Penny, however, maintains that Arthur is not only her son, but that Thomas Wayne is his father, with Penny having worked for Wayne Enterprises in the years prior. Like Thomas himself, the audience is encouraged to dismiss Penny's words as the ramblings of a deeply troubled woman but, as with everything in Joker, the obvious answer isn't necessarily the correct one. Joker's Thomas Wayne is far less virtuous that the character's usual portrayal and if he did have a secret affair with a worker, it wouldn't be outside of Wayne's considerable influence to have records altered in order to protect his reputation and prevent any illegitimate children inheriting a slice of the family fortune.
Alternatively, Arthur could be the son of Thomas Wayne and a second, mystery woman. The businessman then might've had one of his workers adopt the kid to conceal its parentage, perhaps even picking a mother with medical issues so that no one would believe her story. This would explain why Penny insists Thomas is Arthur's father, even as an older woman who is clearly of sounder mind than she was in the past, and would also account for the T.W. initials on the photo of Arthur as a child.
The Entire Movie
While Joker's ending can certainly be interpreted in a variety of ways, many are suggesting that the vast majority of the movie takes place within Arthur's mind. The theory argues that only the scenes featuring Arthur in an asylum are actually real, and that the remainder of the story is being imagined by Fleck from his padded cell. Evidence for this includes the asylum clocks telling the same time in two separate scenes and the fact that Joker is told entirely from Arthur's perspective, with no scene taking place without him present. Perhaps Arthur is playing out a story in his head for amusement, or more likely he's imagining an idealized life.
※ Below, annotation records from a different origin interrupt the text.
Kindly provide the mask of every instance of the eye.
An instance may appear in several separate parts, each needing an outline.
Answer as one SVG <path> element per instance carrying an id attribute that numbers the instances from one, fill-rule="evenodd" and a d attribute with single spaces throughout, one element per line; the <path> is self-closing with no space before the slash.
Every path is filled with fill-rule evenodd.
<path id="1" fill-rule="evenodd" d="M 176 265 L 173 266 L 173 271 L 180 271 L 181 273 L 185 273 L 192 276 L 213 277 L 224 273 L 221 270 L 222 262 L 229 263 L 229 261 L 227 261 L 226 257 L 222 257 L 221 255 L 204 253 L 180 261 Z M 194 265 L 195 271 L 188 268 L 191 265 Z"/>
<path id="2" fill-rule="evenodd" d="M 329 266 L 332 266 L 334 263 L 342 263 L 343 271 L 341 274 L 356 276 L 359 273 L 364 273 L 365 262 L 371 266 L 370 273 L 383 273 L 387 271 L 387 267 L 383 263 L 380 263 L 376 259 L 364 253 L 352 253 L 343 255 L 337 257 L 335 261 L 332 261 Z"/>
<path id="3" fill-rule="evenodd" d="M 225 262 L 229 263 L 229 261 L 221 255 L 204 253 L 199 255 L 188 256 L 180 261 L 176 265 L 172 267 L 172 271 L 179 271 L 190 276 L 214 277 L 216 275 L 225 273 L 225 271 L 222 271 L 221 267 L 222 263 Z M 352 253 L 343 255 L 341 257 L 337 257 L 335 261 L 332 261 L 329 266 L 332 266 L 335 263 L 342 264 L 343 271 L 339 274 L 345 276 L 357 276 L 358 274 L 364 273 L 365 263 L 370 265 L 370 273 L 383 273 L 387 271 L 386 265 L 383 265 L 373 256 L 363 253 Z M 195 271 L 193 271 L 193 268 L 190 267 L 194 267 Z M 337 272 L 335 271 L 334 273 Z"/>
It's also feasible that Arthur is imagining the events of Joker as a flashback, and that the entire film did happen, just a couple of decades in the past.
There are a couple of sticking points to this theory. Firstly, if Joker is almost entirely a daydream, why is Arthur's relationship with Sophie revealed as a separate deception? Perhaps because Joker is mentally rewriting his own fantasy after coming up with something better. Sitting in the confines of the asylum, Arthur is envisaging Joker's story and gives himself a love interest. Partway through writing this story, Arthur realizes it would be more "fun" to kill his neighbor than to romance her, so revisits all the scenes he pictured featuring Sophie and changes them to scrub her out. He then returns to his place in the tale and includes Sophie as another victim, rather than a lover.
A second obstacle to the theory that none of Joker really happens are the Wayne murders. If the clown riots are just part of Arthur's dream, how can he imagine Bruce Wayne's Batman origin story exactly how it happens in the comic books, with accurate details such as Zorro playing at the cinema and Martha's necklace being broken? If Arthur is sitting in Arkham going back and rewriting his life, it's logical to assume that Joker's asylum scenes take place much later than the 1980s. If this is true, the Wayne murders would be public knowledge in Gotham City and Arthur had likely heard about the crime even from inside a medical facility. Given his established preoccupation with Thomas Wayne, it's understandable that Arthur might want to make himself the author of the man's death, at least within his fantasy world.